Analysts maintain that the rupee extended losses Tuesday on account of panic demand from importers, who are buying dollars aggressively. The capital markets brushed off the panic in the currency market, with the BSE Sensex closing 207 points higher Tuesday.
Going forward, analysts expect factors such as the broader trend of currency movements in key emerging markets, the trend in crude oil prices, and the trajectory of the greenback strengthening against other currencies to drive the outlook for the rupee in the short term.
Mixed bag ahead
A falling rupee is very good news for exporters, as it turns exports more competitive. Despite the slide in the value of the rupee relative to the dollar, it needs to be kept in mind that the fallout has negatively impacted most major currencies, especially those from emerging markets. There was a similar selloff at the time the crisis in Greece in 2009, mainly on account of contagion fears across the Euro currency union, but a majority of analysts don’t see the Turkey situation cascading into a crisis of those proportions.
Also, what the rupee is experiencing is a correction of sorts, given that between 2013-14 and 2017-18, its real effective exchange rate or REER — currency’s weighted average in relation to a basket of 36 major currencies that is adjusted for the effects of inflation with regard to the countries concerned — appreciated by 15.9%.
The US dollar is likely to strengthen further in the months to come, with the expected rate hikes by the US Federal Reserve in the coming quarters. According to the investment information and credit rating agency ICRA, the RBI is likely to assess the trend in the rupee vis-à-vis the emerging market currency pack, and if all emerging market currencies are depreciating, the rupee must weaken to protect export competitiveness.

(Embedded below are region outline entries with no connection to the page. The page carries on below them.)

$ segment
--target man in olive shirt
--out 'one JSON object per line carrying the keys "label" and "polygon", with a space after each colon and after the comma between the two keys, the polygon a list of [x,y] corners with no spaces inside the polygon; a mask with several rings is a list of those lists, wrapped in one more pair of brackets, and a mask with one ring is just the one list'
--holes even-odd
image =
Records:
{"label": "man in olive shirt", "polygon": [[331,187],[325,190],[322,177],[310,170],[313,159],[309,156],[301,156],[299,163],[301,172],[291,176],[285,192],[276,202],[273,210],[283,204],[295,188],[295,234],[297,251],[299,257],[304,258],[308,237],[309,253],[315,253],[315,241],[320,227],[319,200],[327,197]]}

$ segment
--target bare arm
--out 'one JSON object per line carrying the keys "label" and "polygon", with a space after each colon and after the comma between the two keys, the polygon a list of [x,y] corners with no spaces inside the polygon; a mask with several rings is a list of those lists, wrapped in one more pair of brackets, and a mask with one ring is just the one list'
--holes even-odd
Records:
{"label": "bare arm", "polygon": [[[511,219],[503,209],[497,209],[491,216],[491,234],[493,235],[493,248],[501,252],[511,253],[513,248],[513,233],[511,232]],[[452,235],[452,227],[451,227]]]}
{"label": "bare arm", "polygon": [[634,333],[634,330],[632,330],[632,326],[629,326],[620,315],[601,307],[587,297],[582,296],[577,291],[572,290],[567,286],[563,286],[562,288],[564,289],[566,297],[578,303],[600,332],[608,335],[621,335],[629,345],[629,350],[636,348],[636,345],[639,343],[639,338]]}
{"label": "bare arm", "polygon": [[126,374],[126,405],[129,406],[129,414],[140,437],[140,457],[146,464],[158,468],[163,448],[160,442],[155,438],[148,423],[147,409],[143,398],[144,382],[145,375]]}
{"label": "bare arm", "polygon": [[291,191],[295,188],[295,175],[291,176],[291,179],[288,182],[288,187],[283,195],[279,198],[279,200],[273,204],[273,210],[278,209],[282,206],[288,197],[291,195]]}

A weaker currency does, however, make imports costlier. High oil prices (India is the world’s third biggest oil importer and ships in about 80% of its crude oil requirements) exert further pressure. The RBI has already hiked interest rates twice in its last two reviews to check inflationary pressures. It has also been intervening in the currency market using its foreign reserves to check currency volatility. In a recent report, the IMF had flagged global risks such as high oil prices and trade tensions among the factors weighing on India’s growth outlook.
There will also be an impact on product prices. Manish Sharma, president and CEO, Panasonic India and South Asia, said that “continual strengthening of the US dollar is putting pressure on the overall input costs”, and that if this trend continues, “it will have an impact on prices within the white goods industry” ahead of the festive season.